Keywords: Linear regression; LSTM model; ARIMA model; stock price prediction; HSBC.
1. Introduction
The research on stock price prediction has never stopped since the birth of the stock market. A
number of forecasting systems emerged during this period. Machine learning algorithms have been
introduced to the field of stock forecasting to achieve superior performance because current forecasting
methods can only meet the requirements for accuracy to a certain extent. Machine learning algorithms
are able to mimic the specific properties of items to the greatest extent feasible and it also has huge
advantages in terms of volume and complexity of data processing and predictions. Stock market
forecasting has become an important focus for investors and academics because a better understanding
of the stock market can yield superior returns.
Experience shows that machine learning techniques can successfully predict daily stock prices and
trading volumes [1].
It is the case that three types of models are used in this paper to do price forecasting. First of all,
linear regression is a common mathematical research tool that allows you to assess and quantify
projected effects given many input variables [2]. It's a data analysis and modeling technique that
develops linear relationships between dependent and independent variables. From the analysis and
learning to the current training results, this strategy would model relationships between dependent and
independent variables. Applying linear regression to stock forecasting is fitting and forecasting based
on the date and the daily closing price of the stock market.

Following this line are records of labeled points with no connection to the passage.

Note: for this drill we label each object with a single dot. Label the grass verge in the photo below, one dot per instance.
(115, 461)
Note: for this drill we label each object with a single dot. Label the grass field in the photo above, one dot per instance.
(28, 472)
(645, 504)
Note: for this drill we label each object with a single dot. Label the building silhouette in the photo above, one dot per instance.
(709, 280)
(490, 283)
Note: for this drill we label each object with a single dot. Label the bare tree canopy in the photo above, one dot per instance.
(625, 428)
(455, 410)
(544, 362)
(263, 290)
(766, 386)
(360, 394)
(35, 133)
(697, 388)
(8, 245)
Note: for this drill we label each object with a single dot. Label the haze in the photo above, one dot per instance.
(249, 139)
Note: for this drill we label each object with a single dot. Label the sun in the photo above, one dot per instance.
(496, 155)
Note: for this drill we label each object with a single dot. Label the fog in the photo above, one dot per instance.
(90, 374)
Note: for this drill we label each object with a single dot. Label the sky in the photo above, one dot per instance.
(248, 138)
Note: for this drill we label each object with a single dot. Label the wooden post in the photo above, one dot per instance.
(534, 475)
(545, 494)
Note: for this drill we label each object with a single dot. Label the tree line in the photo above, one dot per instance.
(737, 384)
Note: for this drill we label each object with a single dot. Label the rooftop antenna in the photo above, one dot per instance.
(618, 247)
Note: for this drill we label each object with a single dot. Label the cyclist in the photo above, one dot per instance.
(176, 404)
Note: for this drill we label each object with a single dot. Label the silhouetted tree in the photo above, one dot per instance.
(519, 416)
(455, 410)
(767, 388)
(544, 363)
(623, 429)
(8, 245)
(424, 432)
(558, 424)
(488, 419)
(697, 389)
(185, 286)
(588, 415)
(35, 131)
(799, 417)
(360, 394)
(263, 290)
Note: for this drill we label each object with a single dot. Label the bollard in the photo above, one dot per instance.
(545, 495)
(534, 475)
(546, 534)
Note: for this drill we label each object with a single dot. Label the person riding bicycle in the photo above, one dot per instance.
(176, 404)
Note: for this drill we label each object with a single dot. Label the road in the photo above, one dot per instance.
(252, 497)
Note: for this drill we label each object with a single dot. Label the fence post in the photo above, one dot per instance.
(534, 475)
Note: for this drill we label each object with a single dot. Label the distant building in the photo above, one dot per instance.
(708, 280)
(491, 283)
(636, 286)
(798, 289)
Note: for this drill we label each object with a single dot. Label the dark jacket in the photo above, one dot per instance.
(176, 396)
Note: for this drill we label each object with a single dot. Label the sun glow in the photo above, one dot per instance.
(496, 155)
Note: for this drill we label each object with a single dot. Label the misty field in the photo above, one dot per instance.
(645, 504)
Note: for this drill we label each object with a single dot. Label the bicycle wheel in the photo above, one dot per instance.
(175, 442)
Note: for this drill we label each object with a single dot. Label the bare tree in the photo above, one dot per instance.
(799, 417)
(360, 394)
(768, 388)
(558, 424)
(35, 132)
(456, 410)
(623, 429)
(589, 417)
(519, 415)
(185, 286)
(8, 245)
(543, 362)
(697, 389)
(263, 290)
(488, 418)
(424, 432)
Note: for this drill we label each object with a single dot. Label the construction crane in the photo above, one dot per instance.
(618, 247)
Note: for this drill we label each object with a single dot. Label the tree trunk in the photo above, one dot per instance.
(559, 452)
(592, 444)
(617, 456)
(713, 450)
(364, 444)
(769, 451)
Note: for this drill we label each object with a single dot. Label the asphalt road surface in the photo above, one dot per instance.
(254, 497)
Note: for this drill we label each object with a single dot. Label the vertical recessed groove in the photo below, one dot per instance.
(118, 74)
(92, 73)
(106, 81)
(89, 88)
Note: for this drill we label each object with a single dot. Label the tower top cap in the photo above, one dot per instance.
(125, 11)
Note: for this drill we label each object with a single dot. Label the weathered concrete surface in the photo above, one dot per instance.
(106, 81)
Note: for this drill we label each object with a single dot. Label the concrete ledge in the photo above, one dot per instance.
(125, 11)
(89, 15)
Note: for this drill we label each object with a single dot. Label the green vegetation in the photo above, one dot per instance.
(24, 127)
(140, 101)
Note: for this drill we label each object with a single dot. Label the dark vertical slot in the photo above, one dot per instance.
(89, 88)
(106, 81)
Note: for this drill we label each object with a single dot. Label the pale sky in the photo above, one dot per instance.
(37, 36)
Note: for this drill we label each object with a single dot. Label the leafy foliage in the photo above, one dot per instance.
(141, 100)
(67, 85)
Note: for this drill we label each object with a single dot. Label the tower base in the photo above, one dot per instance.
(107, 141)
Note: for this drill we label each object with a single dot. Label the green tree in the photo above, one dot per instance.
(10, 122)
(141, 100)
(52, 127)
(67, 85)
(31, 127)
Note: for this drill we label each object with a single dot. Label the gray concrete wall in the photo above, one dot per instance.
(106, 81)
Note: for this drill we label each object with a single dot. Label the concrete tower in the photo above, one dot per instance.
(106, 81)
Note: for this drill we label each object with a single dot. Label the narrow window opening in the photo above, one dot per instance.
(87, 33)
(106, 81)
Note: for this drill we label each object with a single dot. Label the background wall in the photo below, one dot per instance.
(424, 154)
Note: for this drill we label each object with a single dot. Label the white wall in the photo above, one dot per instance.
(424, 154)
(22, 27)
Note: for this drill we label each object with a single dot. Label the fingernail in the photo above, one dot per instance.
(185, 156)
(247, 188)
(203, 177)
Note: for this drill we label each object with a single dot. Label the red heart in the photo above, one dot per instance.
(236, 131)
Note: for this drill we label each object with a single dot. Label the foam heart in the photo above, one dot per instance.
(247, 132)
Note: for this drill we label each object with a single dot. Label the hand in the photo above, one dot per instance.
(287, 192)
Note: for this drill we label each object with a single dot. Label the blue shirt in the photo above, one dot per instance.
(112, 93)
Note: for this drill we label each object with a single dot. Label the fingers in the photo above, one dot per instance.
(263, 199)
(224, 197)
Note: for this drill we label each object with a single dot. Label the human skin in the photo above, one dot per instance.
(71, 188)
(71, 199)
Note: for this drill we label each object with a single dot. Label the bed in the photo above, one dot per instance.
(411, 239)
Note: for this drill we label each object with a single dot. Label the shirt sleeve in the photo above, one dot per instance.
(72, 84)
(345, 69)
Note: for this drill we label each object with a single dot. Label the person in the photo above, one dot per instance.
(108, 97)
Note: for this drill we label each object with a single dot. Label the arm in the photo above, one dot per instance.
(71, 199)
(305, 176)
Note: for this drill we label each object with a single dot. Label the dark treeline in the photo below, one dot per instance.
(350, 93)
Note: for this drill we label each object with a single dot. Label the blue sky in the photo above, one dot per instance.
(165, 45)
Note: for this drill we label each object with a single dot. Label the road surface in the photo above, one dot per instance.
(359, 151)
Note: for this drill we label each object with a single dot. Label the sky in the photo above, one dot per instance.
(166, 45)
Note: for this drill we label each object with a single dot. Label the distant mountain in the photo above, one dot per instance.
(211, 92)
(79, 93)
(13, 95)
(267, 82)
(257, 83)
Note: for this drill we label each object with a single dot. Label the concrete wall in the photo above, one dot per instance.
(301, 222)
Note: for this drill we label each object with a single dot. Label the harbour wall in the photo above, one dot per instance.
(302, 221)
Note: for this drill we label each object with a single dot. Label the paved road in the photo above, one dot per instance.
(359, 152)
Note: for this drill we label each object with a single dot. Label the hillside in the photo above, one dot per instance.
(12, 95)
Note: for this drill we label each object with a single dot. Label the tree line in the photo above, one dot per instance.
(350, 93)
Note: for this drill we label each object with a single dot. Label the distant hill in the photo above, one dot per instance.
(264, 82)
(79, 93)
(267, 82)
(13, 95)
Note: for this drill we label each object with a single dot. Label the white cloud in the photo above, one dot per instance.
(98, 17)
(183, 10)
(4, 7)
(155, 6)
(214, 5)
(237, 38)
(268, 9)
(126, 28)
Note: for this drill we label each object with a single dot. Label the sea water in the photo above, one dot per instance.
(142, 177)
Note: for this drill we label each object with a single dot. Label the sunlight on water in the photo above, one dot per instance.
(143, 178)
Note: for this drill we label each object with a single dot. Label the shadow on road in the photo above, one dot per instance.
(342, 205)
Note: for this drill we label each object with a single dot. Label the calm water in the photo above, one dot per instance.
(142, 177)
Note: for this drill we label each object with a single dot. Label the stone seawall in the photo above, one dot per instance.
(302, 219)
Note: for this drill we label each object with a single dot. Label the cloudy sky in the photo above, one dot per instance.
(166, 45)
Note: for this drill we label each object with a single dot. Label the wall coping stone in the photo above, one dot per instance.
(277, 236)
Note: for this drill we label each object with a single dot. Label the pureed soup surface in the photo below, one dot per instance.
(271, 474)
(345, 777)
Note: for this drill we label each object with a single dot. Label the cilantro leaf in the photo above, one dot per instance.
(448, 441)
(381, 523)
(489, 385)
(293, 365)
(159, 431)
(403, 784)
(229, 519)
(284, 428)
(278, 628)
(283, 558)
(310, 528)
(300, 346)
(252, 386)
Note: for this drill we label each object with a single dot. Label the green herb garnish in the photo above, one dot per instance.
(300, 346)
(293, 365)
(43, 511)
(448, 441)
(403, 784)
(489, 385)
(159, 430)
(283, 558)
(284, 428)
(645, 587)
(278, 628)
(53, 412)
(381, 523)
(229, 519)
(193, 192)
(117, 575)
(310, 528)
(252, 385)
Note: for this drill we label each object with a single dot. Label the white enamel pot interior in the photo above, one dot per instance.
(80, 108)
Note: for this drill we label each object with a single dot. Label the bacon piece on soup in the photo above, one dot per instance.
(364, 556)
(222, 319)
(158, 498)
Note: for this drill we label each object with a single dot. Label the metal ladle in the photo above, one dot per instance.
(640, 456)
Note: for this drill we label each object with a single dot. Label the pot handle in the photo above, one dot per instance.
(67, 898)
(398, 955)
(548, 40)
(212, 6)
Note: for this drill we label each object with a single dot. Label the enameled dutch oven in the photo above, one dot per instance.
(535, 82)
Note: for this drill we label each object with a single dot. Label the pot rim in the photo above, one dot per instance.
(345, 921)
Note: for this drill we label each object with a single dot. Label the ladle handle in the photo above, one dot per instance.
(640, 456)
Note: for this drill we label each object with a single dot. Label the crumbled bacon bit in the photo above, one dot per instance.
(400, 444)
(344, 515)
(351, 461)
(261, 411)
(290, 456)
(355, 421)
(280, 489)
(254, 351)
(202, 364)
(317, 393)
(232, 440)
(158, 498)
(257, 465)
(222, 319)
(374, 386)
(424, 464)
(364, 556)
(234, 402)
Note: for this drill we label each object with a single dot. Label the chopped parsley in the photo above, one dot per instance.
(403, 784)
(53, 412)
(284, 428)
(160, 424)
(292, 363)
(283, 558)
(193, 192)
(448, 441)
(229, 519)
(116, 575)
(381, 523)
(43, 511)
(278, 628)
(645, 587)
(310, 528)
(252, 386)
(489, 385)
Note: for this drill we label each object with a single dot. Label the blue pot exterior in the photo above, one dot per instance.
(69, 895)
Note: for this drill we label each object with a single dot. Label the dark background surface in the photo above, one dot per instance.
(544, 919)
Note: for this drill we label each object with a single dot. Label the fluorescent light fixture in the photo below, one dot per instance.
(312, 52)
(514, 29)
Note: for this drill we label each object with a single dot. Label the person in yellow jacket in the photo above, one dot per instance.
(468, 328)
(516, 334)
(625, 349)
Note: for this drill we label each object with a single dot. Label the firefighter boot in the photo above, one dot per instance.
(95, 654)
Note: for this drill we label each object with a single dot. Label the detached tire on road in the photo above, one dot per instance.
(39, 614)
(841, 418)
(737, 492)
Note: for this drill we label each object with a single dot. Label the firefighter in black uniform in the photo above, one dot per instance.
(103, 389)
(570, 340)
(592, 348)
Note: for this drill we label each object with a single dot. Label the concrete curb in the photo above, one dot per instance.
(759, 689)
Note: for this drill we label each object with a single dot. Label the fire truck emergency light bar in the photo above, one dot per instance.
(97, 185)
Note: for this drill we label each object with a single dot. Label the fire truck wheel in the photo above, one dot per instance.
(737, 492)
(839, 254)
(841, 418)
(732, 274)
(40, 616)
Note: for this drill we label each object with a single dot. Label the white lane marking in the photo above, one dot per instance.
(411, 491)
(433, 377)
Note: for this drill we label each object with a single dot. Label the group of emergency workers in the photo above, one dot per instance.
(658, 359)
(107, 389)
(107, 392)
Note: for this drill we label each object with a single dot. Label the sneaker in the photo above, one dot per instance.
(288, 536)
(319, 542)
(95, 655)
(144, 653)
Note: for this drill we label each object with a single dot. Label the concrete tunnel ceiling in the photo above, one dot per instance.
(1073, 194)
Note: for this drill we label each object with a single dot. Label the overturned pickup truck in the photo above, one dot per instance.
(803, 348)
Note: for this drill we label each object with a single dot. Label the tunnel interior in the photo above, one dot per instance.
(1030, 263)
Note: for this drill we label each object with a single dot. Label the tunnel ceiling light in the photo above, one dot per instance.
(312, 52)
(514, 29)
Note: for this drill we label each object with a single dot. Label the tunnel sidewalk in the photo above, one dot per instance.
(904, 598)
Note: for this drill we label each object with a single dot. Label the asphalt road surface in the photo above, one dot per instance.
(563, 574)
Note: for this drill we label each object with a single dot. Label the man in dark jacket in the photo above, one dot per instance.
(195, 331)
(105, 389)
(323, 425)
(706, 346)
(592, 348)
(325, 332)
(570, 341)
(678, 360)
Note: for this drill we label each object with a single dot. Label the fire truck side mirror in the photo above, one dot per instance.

What’s more, the LSTM (Long-Short-Term Memory) network is a type of recurrent network that
has been shown to be very efficacious on a variety of problems owing to its capacity to distinguish
between recent and early examples by assigning specific weights to each while neglecting memory
that it considers irrelevant to predict the next output. [3]. In this respect, it is more capable of handling
long input sequences than other recurrent neural networks, which can merely memorize short
sequences. Historic price data (candlesticks) from stock will be used as a source of information for the
network, evaluated and will attempt to predict whether the price of a particular stock will go up or
down.
Additionally, the Autoregressive Integrated Moving Average (ARIMA) is based on the ARMA
model, which is widely used to predict linear time series data. As an essential model to study time
series, the Autoregressive and Moving Average (ARMA) model combines the concept of
BCP Business & Management
FIBA 2023
Volume 44 (2023)
479
autoregressive (AR) and moving average (MA) models, which was formulated by the works of Yule,
Slutsky, Walker and Yaglom[4]. In univariate time series model identification, parameter estimation,
and forecasting, the ARIMA approach provides a great deal of flexibility [5]. Stock prices are not
randomly generated numbers; rather, they can be thought of as a discrete-time series model, with the
trend evaluated and predicted as such. Stock forecasting has a number of goals, one of which is
monetary gain. Because it's critical to build a model that examines stock price movements with relevant
data for decision-making, it's advised that converting time series using ARIMA is a better technique
than forecasting directly, as it may yield more accurate findings.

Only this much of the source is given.